# pytać kogoś/ pytać się kogoś



## Knieja

Witajcie,

Czy użycie zaimka "się" z czasownikiem "pytać" też was tak razi jak mnie? Zostałam pouczona w innej rozmowie (jej tytuł: "rozbój w biały dzień") na forum, że obie formy są poprawne (powołano się na poradnie językową PWN), a więc przyznaję, że się pospieszyłam z pouczaniem innych, że forma "pytać się kogoś o coś" jest błędna. Niemniej jednak uważam, że powinna być unikana, zwłaszcza w języku pisanym(!).
Co o tym sądzicie?


----------



## jazyk

Ja się muszę koncentrować, kiedy mówię po polsku, żebym powiedział pytać kogoś i nie pytać się kogoś, bo w języku czeskim używa się wariantu z zaimkiem zwrotnym. W tym forum nauczyłem się, że ten zaimek jest też możliwe z tym czasownikiem. Teraz jestem mniej zmartwiony, bo wiem, że moja polszczyzna nie będzie brzmiała tak dziwnie, jeżeli go użyję.


----------



## mcibor

Muszę przyznać, że nigdy na to nie zwracałem uwagi i dopiero tutaj zostałem uświadomiony, że pytać nie jest czasownikiem zwrotnym.
Dla mnie obydwie formy brzmią całkowicie naturalnie i używam ich prawie zamiennie.

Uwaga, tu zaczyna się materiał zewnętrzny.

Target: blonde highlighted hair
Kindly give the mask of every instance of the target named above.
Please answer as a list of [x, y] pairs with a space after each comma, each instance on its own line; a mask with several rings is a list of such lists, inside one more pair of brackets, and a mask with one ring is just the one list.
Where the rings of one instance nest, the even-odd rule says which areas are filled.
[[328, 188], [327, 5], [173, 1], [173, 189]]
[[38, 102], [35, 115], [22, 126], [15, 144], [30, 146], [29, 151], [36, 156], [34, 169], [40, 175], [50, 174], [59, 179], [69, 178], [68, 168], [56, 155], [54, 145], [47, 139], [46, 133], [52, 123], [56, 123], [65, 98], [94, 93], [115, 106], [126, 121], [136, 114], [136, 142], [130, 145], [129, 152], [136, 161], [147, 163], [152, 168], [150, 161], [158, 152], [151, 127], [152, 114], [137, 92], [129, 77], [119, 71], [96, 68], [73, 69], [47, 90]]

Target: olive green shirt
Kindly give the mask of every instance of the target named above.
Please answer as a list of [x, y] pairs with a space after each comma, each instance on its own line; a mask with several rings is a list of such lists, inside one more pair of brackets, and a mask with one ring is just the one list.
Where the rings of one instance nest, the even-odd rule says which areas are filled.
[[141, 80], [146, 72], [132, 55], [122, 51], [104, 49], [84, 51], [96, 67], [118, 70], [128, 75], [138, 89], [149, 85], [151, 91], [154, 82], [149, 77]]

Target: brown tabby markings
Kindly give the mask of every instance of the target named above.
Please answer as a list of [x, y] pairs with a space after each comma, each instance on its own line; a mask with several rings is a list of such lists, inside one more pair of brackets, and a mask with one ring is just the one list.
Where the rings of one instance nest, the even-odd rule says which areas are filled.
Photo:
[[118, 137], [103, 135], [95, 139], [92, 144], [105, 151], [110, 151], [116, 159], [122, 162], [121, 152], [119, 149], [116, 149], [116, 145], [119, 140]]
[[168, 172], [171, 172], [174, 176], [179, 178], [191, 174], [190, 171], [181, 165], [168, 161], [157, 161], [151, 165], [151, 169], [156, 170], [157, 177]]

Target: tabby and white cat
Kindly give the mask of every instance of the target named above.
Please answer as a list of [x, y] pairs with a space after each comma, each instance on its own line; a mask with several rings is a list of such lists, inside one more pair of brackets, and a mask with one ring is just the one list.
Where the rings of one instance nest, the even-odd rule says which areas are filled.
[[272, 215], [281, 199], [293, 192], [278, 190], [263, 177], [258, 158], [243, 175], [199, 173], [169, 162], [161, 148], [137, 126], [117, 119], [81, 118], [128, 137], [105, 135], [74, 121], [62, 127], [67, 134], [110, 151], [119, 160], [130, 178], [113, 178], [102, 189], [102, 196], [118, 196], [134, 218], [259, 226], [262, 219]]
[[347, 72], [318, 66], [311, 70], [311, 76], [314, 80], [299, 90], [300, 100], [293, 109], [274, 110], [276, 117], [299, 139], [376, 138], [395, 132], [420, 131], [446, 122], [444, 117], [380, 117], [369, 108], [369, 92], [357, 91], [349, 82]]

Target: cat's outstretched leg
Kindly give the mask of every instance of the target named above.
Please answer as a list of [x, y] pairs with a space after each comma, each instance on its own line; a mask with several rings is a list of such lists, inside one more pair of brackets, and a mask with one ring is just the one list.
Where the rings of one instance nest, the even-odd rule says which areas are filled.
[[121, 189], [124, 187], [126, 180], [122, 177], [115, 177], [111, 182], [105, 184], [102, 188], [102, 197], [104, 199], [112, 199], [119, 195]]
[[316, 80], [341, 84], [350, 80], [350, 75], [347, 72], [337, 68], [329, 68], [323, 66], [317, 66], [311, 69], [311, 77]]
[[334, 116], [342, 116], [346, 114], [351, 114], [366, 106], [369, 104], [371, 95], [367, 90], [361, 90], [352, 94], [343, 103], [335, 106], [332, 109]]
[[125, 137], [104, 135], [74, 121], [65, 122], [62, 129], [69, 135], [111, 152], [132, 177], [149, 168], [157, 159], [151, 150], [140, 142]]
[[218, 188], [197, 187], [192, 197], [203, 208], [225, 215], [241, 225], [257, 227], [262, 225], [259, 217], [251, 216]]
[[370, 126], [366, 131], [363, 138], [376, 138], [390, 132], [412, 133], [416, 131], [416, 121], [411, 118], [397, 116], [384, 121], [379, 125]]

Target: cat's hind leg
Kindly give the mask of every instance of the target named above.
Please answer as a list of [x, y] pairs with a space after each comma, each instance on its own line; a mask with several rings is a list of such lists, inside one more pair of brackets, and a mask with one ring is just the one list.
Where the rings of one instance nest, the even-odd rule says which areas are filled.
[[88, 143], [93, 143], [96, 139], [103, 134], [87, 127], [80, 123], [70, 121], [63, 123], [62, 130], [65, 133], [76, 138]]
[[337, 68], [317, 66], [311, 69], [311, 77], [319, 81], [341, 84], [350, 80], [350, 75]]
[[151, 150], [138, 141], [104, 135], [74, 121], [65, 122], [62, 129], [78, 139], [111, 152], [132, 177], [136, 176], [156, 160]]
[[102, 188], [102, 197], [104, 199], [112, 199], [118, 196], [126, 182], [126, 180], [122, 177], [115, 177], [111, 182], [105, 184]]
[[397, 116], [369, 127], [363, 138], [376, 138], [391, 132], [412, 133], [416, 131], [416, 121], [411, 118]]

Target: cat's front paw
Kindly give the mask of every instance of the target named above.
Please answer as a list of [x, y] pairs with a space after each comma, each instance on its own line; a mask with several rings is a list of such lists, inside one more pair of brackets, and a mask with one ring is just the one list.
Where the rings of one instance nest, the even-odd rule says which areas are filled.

@Jazyk, zdecydowanie nie będziesz brzmiał dziwnie mówiąc "pytałem się kolegów..."


----------



## fragile1

To pewnie jak w wielu wypadkach kwestia czasu i obie formy stana sie prawidlowe. 
Przy poziomie jezyka w mediach i przy tym, ze jezyk caly czas ewoluuje - nie ma sily.
Mi jeszcze lepiej brzmi pytac kogos o cos.
Jazyk, Twoj polski  (jak mniemam na Brazylijczyka) jest doskonaly i wierz mi, niejedn Polak nie zastanawia sie nad takimi niuansami. 
ten zaimek też jest  możliwy - ja bym tak powiedziala


----------



## Greg from Poland

Rzeczywiście, temat bardzo ciekawy.

Nawet jeśli forma z "się" nie jest poprawna (tego pewny nie jestem), to z pewnością w niedługim czasie będzie - wielu ludzi się nią posługuje.


----------



## JakubikF

W przeważającej większości mówię "pytać się kogoś" a nie "pytać kogoś", ale obie formy brzmią dla mnie poprawnie.


----------



## fragile1

Pytac sie kogos ma w sobie troche nielogicznesci. Bo pytac sie - to jakby samego/samej sie. Im wiecej mysle o tym tym sie bardziej sklaniam, ze jednak jak od kogos wiedzy potrzebujemy to pytac kogos o cos
A czy ktos umie obronic "pytac sie kogos"? Moze to mozna jakos wyjasnic, czemu ta forma jest poprawna?


----------



## Szymon Krulikowski

fragile1 said:


> Pytac sie kogos ma w sobie troche nielogicznesci. Bo pytac sie - to jakby samego/samej sie. (...)
> A czy ktos umie obronic "pytac sie kogos"? Moze to mozna jakos wyjasnic, czemu ta forma jest poprawna?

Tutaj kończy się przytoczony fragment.